Of course this was ages before the cluster-bombing of the Taliban back to Jurassic Park became the secret casus belli for the "war on terra" after September 11, 2001. And it was before those gas-guzzling SUVs had to deal seriously with soaring oil prices, or at least not to the heights we are seeing now. On Monday a barrel of US light crude hit US$41.65, the highest price since the New York Mercantile Exchange launched its crude-oil contract in 1983.
Between the Taliban taking over Kabul in September 1996 and the Group of Eight (G-8) summit in the summer of 2001, neither the administration of president Bill Clinton nor that of his successor, President George W Bush, ever designated Afghanistan as a terrorist or even a rogue state: the Taliban were wined and dined as long as they played the Pipelineistan game in Central Asia (see Pipelineistan revisited, December 24-25, 2003). Unocal - which had put the CentGas Pipeline Consortium in place - hired Henry Kissinger as a consultant. Unocal also hired two very well-connected Afghans: Zalmay Khalilzad, a Pashtun with a PhD from the University of Chicago and former Paul Wolfowitz aide, and Hamid Karzai, a Pashtun from Kandahar. In 1996, both Khalilzad and Karzai were ultra-pro-Taliban. Karzai is now Afghanistan's US-backed ruler. Khalilzad also made splendid career moves: Bush-appointed National Security Council member (working under Condoleezza Rice), "special envoy" to Afghanistan (only nine days after the Karzai government was sworn in), and current US ambassador.

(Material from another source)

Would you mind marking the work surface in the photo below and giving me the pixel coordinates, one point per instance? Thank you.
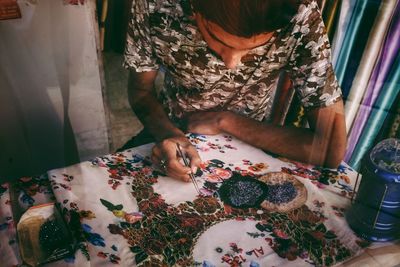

The Taliban didn't want to play ball: every time, they wanted more money and more investments for the roads and the infrastructure of their ravaged country - until an exasperated Washington decided to finish them off. This was discussed in Geneva in May 2001, at the G8 summit in Genoa in July 2001, and finally at a Berlin hotel, also that July, a meeting involving US, Russian, German and Pakistani officials. Asia Times Online later learned in Islamabad that the US plan was to strike against the Taliban from bases in Uzbekistan and Tajikistan before October 2001. Then the terrorist attacks of September 11 happened, providing Washington the perfect excuse to go it alone.